La sentinelle à l’entrée de l’hôpital m’a salué comme tous les matins, sans chaleur. Les jeunes gens qui occupent ce poste ne m’aiment pas beaucoup, en général. Ils n’ont qu’une vague idée de mon métier, mais les ouï-dire leur suffisent. Je sens bien qu’ils hésitent tous entre dégoût et circonspection. Celui-là ne faisait pas exception. Il ne faisait exception en rien, d’ailleurs. Dix-huit ou dix-neuf ans, une veste kaki trop légère pour la saison, des chaussures impeccablement cirées, une kalachnikov aussi raide que la justice et une colonne vertébrale plus ou moins souple selon son interlocuteur. Avec moi, il ne savait pas trop comment la tenir. Je n’entrais pas dans la catégorie des pékins, mais ma profession ne me valait ni prestige ni honneur. À vrai dire, je m’en foutais, ce matin-là encore plus que les autres. Il faisait beau. C’était le printemps. J’étais heureux.
Les quatre étaient là quand je suis arrivé au bureau. Ils avaient dû être amenés juste avant l’aube. Parmi le personnel de jour, nul ne les avait vu arriver, je me suis renseigné plus tard, l’air de rien. Ils avaient en tout cas chamboulé le service. Moustache frémissante, mon supérieur, avait quitté son bureau et se tenait debout au milieu du service, une lettre officielle entre les doigts.
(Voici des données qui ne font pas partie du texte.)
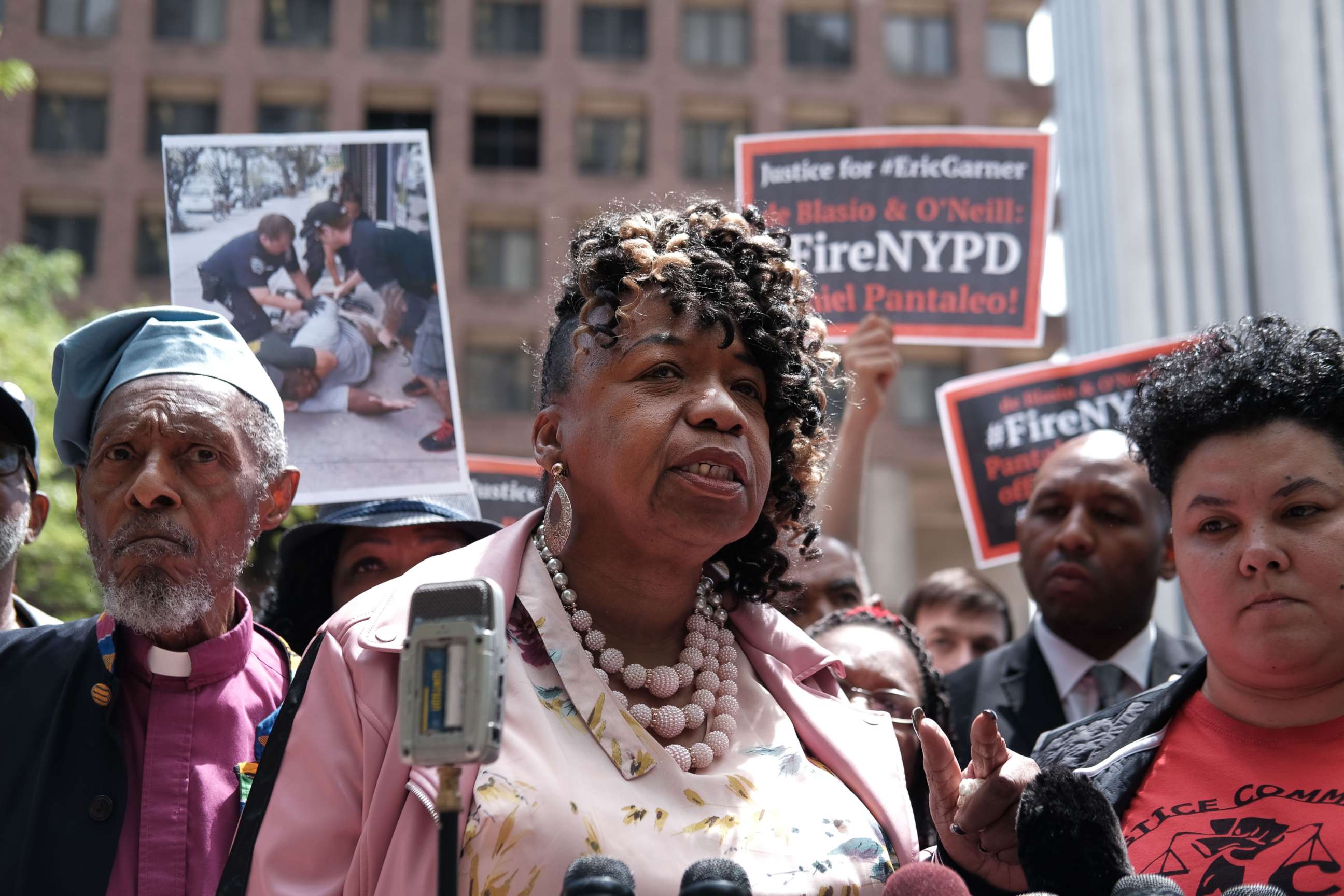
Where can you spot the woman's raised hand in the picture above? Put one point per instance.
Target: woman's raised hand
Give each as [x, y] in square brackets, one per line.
[982, 832]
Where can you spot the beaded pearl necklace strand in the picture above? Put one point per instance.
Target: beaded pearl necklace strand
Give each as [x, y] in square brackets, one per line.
[707, 661]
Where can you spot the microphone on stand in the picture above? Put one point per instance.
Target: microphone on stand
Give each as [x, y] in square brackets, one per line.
[598, 876]
[925, 879]
[1254, 890]
[1147, 886]
[1069, 837]
[716, 878]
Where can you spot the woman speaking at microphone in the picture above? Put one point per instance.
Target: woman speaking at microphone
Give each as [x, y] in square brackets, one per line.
[657, 706]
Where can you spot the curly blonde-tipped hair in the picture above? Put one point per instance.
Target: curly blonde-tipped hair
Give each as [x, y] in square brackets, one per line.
[729, 269]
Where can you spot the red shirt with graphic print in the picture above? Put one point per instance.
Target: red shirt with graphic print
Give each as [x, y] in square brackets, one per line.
[1227, 804]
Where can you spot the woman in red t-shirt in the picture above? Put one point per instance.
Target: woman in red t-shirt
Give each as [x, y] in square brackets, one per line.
[1236, 774]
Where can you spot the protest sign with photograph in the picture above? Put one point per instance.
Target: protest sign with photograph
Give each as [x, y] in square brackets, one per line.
[507, 488]
[1000, 426]
[323, 251]
[940, 231]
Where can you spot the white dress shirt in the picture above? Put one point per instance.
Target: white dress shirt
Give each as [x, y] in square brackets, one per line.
[1072, 668]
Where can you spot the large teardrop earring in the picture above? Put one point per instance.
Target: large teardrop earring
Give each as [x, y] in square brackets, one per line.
[559, 512]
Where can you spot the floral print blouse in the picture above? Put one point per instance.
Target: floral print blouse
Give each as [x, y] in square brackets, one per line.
[577, 776]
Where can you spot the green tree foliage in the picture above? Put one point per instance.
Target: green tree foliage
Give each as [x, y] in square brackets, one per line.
[15, 77]
[54, 572]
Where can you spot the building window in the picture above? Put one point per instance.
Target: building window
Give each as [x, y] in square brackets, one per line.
[917, 383]
[192, 21]
[819, 39]
[152, 246]
[609, 146]
[502, 260]
[77, 233]
[390, 120]
[273, 119]
[718, 38]
[1006, 49]
[918, 45]
[176, 117]
[499, 379]
[71, 124]
[78, 18]
[509, 27]
[506, 142]
[612, 33]
[402, 24]
[298, 23]
[707, 148]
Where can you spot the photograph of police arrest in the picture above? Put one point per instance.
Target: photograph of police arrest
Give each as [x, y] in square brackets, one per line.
[320, 249]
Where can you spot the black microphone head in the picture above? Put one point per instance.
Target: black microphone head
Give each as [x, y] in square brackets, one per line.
[598, 876]
[1147, 886]
[716, 878]
[1069, 838]
[925, 879]
[1254, 890]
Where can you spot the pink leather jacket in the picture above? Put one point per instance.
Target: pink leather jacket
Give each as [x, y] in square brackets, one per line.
[348, 817]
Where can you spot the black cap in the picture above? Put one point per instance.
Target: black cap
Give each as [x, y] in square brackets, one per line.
[319, 215]
[18, 415]
[381, 515]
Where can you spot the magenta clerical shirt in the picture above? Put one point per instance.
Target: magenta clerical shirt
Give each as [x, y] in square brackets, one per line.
[187, 722]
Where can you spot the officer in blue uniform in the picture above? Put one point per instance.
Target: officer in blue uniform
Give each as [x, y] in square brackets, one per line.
[239, 276]
[318, 257]
[400, 265]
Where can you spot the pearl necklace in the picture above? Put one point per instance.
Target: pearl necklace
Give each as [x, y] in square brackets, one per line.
[709, 661]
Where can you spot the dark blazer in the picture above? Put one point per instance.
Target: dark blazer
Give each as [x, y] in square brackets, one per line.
[62, 776]
[1016, 684]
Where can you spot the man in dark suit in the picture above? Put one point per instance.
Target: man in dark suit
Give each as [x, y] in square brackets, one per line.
[1095, 539]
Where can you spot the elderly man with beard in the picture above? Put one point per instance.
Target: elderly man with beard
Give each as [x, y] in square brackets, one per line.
[131, 737]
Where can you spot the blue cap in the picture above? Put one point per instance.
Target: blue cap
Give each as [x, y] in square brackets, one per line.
[18, 414]
[147, 342]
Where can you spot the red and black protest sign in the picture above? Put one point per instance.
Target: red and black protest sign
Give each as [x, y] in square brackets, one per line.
[941, 231]
[507, 488]
[1000, 426]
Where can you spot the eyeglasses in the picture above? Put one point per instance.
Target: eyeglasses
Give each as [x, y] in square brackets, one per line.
[894, 702]
[14, 457]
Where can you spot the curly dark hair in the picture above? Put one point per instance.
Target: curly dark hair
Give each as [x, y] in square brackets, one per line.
[1234, 378]
[936, 702]
[732, 271]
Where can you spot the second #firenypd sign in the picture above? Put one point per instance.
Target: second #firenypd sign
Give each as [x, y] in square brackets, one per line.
[941, 231]
[999, 428]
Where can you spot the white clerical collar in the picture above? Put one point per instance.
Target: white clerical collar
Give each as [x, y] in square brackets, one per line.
[169, 663]
[1068, 664]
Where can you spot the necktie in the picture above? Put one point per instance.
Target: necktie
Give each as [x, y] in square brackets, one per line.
[1109, 680]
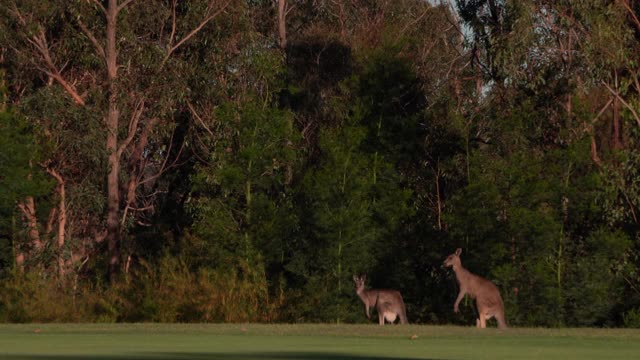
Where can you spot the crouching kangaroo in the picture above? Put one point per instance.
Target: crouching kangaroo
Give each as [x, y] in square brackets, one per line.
[388, 303]
[487, 295]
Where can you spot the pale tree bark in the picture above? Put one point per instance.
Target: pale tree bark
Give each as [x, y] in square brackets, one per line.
[282, 23]
[112, 120]
[62, 221]
[105, 44]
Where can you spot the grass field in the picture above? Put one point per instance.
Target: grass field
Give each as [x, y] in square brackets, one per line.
[309, 342]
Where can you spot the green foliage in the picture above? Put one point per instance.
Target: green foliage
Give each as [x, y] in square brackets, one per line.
[167, 291]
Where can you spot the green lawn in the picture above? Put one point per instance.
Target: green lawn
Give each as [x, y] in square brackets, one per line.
[309, 342]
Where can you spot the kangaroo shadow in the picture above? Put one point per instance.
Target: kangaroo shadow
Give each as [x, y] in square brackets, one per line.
[217, 356]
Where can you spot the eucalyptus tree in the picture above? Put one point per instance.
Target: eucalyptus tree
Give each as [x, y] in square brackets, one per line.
[119, 71]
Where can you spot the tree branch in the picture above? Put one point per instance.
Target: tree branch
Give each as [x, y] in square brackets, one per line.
[94, 41]
[123, 5]
[616, 94]
[133, 127]
[99, 4]
[194, 31]
[39, 42]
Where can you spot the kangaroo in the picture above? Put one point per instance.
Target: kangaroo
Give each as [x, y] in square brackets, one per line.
[388, 303]
[487, 295]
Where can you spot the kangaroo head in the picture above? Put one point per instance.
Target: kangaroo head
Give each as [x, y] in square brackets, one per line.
[358, 282]
[453, 259]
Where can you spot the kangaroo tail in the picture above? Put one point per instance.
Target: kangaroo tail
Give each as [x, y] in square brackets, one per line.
[403, 315]
[502, 322]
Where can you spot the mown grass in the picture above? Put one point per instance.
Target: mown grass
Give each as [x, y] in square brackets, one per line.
[309, 342]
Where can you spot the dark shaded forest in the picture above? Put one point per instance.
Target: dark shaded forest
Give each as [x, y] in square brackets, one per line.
[240, 160]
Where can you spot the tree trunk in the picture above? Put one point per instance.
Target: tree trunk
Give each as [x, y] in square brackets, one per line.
[282, 25]
[28, 208]
[113, 115]
[62, 222]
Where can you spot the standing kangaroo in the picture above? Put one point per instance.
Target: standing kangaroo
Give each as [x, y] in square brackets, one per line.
[487, 295]
[388, 303]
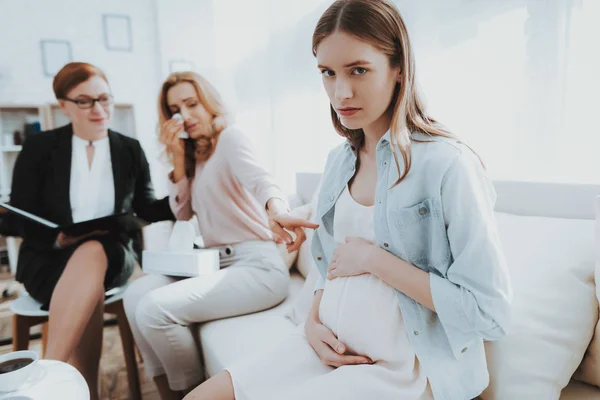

Face à lui, son adjoint Salim tirait sur sa cigarette en apnée, son mauvais œil, le droit, tressautait sous sa paupière morte. Il m’avait raconté un soir qu’il avait pris un coup de poing vicieux alors qu’il essayait de protéger sa cousine d’une bande de voyous sur la promenade de la rivière. Les médecins n’avaient pas réussi à sauver l’œil, ni la paupière, il avait eu au moins la satisfaction de mettre en fuite les agresseurs et de sauver l’honneur de sa parente. Il déclamait son récit aussi fort que s’il s’agissait d’une épopée, tantôt sombre, tantôt facétieux, avec des phrases grandiloquentes. Nous fêtions le départ en retraite d’un collègue et avions tous abusé de l’arak qu’il avait apporté de son village. La vantardise de Salim traversait mon esprit embrouillé et je me retenais de rire. Je soupçonnais chez lui de longue date une susceptibilité à la hauteur de sa lâcheté. Je connaissais aussi sa capacité de nuisance. Mieux valait ne pas prêter le flanc au soupçon d’ironie ni laisser traîner le moindre sourcil dubitatif. Même si l’arak affaiblissait son acuité. J’avais donc fait semblant de le croire et m’étais exclamé comme il fallait. Depuis, il m’invitait de temps à autre à boire un verre dans un bar faussement branché tenu par un de ses amis, dans un quartier résidentiel à un jet de pierre de la vieille ville. Il épanchait sa soif et son manque de reconnaissance en me débitant ses conquêtes féminines, se lamentait sur son sort d’homme marié à une matrone frigide, m’assommait de ses certitudes footballistiques, le tout arrosé d’odes au président chantées à voix trop haute. Les deux premières fois, une Ania glaciale m’avait accueilli à mon retour. Elle avait inspecté mes vêtements et mon haleine. Elle avait fini par convenir que décliner ces invitations pouvait me porter préjudice. Désormais, je lui racontais par le menu les élucubrations de Salim et nous en riions ensemble, une fois Najma et Jamil endormis.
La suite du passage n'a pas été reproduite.